YAŞAR KEMAL etiketine sahip kayıtlar gösteriliyor. Tüm kayıtları göster
YAŞAR KEMAL etiketine sahip kayıtlar gösteriliyor. Tüm kayıtları göster

28 Şubat 2015

YAŞAR KEMAL'E VEDA...

Şubat 28, 2015 0
YAŞAR KEMAL'E VEDA...
Dün sanki içime doğmuş gibi, gideceğini hissetmiş gibi şu dizeleri paylaşmıştım face sayfamda...

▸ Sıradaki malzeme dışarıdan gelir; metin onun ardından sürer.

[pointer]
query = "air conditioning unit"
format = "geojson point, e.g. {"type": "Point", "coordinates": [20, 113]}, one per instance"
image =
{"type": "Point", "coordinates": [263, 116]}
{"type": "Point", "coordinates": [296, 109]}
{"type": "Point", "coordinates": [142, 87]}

“O güzel insanlar, o güzel atlara binip çekip gittiler..Demirin tuncuna, insanın piçine kaldık” Yaşar KEMAL

Ve paylaştıktan sonra da bir müddet daha düşünüp bu dizeler üzerinde ne kadar da büyük anlam ifade ettiğine bir kez daha karar verdim. Yaşanılan onca şeyi de düşünerekten... Ve şimdi o güzel insan, o koca çınar, babasının kendisi için her yıl kurban kestirdiği, parmaklıklar arasında bile daktilosunun tuşlarıyla koğuşunu inleten büyük yazar... Sen de binip atına gittin/gidiyorsun işte bilinmez bir yolculuğa. Kurtuldun mu bu dünyanın bozuk düzeninden biliinmez ama bizler yaşadığımız müddetçe ve bilmem kaç kere daha bu dizeleri tekrar edip duracağız. Kimi zaman “İnce Memed'i” okuyacak, kimi zaman da “Yer Demir Gök Bakır” diyerek anacağız seni...

Ve en çok da bir sanatçıda olması gereken en büyük şeyin, halkla iç içe olmak ve sanatın halk için olması gerektiği düşüncelerinle, örnek alınması gereken büyük bir usta olduğunu hatırlatacaksın her daim bizlere...

«Halka kim zulmediyorsa, etmişse, halkı kim eziyor, ezmişse, onu kim sömürmüş, sömürüyorsa, feodalite mi, burjuvazi mi... Halkın mutluluğunun önüne kim geçiyorsa ben sanatımla ve bütün hayatımla onun karşısındayım. [...] Ben etle kemik nasıl biribirinden ayrılmazsa, sanatımın halktan ayrılmamasını isterim. Bu çağda halktan kopmuş bir sanata inanmıyorum.»


Mekanın Cennet, toprağın bol olsun büyük usta... Işıklar içinde yat.